UniEnergy Technologies, which has a 27,000-square-foot manufacturing and design facility in Mukilteo, has signed a license agreement with Battelle to further develop and commercialize the batteries. UniEnergy is a privately held clean energy company and Battelle operates PNNL for the Department of Energy in Richland.

The advanced batteries made with "redox flow" technology hold promise for storing large amounts of renewable energy and providing greater stability to the energy grid.

Developing a technology that can smoothly integrate energy from variable and intermittent sources -- such as wind and solar -- onto the electricity grid while maintaining grid stability has proved challenging.

Redox flow batteries were developed in the '70s but initially did not work well in a wide range of temperatures. They also had a relatively high cost and a limited ability to store energy.

However, researchers at PNNL have made significant progress in improving the technology's performance using money from DOE's Office of Electricity Delivery and Energy Reliability.

The rechargeable batteries store electrical energy in two tanks of electrolytes, which are then pumped through a reactor to produce energy.

The PNNL-developed vanadium electrolytes incorporate two new approaches to overcome the limitations of previous generations of redox flow batteries.

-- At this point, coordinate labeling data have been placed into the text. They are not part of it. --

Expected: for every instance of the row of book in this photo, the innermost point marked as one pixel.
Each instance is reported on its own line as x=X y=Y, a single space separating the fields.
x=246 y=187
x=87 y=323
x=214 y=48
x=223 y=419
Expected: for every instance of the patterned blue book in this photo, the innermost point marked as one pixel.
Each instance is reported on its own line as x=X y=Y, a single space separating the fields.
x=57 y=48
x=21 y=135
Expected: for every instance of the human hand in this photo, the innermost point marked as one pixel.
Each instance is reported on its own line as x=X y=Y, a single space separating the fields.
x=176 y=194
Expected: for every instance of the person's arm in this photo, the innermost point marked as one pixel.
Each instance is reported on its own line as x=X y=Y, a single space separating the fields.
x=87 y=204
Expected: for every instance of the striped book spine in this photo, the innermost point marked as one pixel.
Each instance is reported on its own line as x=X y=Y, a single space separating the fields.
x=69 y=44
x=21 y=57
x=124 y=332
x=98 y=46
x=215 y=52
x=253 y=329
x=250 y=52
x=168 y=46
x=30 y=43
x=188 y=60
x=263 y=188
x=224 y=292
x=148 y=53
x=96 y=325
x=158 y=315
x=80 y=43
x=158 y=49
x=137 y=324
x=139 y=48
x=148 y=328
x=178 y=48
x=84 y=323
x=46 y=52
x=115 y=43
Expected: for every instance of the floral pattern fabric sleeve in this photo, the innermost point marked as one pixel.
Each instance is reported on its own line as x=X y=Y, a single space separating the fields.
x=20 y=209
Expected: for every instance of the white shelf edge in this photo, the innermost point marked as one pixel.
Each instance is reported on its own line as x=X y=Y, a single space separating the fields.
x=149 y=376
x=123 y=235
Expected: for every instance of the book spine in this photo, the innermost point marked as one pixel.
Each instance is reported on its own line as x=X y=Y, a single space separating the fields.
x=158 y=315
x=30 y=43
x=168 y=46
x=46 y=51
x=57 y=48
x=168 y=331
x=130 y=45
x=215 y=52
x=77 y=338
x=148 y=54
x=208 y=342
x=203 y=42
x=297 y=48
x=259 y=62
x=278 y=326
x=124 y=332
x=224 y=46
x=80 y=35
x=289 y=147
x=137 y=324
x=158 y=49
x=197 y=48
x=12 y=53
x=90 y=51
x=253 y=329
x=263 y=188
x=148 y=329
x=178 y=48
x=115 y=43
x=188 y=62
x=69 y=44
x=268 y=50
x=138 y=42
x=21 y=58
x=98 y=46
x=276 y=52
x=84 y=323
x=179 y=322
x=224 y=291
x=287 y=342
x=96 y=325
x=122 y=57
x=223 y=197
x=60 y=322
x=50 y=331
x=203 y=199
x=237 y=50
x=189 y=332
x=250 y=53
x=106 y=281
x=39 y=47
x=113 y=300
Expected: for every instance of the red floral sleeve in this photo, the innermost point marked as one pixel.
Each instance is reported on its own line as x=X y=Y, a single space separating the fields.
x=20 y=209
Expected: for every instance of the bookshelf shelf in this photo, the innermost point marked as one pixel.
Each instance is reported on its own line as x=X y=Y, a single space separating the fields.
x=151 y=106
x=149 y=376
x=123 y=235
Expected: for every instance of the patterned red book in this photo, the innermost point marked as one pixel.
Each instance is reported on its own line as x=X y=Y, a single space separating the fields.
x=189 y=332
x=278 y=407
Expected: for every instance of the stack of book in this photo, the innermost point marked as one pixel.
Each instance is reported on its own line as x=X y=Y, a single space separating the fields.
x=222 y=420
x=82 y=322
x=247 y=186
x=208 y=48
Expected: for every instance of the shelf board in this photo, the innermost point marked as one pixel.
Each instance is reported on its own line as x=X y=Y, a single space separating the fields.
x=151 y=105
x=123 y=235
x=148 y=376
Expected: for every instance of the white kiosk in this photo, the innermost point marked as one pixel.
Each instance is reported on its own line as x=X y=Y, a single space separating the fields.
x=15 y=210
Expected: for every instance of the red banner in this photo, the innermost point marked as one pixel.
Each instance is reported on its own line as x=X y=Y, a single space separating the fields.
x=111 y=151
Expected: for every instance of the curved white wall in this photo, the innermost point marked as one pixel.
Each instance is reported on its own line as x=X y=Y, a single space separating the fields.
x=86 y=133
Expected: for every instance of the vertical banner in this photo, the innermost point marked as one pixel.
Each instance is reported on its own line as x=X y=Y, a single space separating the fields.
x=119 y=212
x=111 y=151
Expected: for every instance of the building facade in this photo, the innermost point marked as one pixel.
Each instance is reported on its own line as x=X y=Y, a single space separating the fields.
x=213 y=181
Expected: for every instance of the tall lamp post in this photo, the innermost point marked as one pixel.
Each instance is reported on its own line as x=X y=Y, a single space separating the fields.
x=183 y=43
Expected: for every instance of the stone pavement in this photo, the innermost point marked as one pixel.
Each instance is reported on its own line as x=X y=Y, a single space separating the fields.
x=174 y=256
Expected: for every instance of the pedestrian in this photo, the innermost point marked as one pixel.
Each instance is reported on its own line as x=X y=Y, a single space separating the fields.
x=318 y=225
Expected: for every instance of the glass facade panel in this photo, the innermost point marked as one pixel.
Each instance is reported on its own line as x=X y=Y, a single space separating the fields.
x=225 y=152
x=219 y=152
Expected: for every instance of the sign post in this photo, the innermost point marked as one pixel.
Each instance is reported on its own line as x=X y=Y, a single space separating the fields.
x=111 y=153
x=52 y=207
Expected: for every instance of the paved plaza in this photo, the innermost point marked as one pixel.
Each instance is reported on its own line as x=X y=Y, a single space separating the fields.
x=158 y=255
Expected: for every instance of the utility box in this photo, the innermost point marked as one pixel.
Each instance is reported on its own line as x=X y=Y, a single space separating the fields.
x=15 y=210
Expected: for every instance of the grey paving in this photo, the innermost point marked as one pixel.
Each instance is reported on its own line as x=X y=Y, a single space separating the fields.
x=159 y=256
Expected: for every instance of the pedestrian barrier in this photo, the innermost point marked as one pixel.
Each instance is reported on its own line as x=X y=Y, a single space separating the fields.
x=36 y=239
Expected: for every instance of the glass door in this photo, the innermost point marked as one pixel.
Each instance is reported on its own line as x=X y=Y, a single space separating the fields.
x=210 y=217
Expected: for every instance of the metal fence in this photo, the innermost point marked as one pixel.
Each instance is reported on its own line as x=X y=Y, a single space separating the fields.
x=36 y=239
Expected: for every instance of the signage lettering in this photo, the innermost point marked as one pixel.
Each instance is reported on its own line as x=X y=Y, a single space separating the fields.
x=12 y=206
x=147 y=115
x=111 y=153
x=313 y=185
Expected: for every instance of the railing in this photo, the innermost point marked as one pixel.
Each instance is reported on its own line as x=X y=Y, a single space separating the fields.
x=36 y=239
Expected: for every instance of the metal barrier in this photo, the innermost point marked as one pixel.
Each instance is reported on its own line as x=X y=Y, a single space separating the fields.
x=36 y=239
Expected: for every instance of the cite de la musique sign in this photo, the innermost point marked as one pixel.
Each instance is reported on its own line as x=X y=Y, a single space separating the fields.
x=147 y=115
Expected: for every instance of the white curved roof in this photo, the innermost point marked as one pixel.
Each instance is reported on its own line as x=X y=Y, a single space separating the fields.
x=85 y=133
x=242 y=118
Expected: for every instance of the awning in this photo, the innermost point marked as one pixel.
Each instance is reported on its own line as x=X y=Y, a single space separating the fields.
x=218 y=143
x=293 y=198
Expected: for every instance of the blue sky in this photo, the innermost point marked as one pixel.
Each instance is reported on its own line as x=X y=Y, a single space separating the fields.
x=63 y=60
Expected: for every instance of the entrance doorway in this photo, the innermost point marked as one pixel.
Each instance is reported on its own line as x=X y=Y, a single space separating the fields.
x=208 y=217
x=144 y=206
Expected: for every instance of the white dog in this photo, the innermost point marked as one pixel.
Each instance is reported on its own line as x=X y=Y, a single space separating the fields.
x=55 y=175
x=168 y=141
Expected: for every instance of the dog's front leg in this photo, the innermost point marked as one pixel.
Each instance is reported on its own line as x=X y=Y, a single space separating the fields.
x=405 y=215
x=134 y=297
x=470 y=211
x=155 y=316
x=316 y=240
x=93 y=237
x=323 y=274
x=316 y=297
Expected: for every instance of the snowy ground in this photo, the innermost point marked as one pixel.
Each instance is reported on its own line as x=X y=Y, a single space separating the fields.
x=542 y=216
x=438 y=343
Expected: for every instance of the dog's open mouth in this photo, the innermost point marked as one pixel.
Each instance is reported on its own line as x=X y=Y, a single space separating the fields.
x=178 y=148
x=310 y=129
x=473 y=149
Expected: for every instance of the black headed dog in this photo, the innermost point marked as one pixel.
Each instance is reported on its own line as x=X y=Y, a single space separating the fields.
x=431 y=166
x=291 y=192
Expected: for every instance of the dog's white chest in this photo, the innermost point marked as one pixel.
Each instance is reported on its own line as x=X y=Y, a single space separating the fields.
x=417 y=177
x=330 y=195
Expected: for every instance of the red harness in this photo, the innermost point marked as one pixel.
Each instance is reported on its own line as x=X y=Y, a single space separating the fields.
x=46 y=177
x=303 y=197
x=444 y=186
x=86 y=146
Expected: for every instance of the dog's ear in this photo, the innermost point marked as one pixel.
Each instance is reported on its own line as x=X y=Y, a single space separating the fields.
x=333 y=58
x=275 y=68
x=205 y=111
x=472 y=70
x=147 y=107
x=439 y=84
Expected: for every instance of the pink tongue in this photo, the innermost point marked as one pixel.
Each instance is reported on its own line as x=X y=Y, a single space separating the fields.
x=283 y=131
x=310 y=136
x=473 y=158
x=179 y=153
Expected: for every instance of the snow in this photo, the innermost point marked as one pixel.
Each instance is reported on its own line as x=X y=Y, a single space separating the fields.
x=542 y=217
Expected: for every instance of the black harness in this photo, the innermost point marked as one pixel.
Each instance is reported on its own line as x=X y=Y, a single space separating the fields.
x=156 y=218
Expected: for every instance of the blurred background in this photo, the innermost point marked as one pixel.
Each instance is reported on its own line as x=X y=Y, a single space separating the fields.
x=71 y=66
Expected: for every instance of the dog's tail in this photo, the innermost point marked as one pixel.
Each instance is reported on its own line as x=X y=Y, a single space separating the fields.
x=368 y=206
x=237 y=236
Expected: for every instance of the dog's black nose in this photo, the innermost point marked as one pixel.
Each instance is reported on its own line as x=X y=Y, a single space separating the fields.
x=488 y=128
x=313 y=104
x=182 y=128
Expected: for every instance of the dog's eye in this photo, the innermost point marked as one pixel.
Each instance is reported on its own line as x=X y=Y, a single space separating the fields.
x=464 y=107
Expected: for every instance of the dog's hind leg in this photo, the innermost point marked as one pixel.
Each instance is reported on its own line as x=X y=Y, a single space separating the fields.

They dramatically improve the operating range and the ability to store energy and lower the cost of the batteries, according to PNNL.

The technology can help the electric grid better use wind and solar power by balancing supply and demand and preventing disruptions.

"Redox flow batteries can also help utilities during times of peak demand on the grid, providing additional power when it is needed," said Imre Gyuk, DOE energy storage program manager.

Successful commercialization of such technology is vital for creating the grid of the future, he said.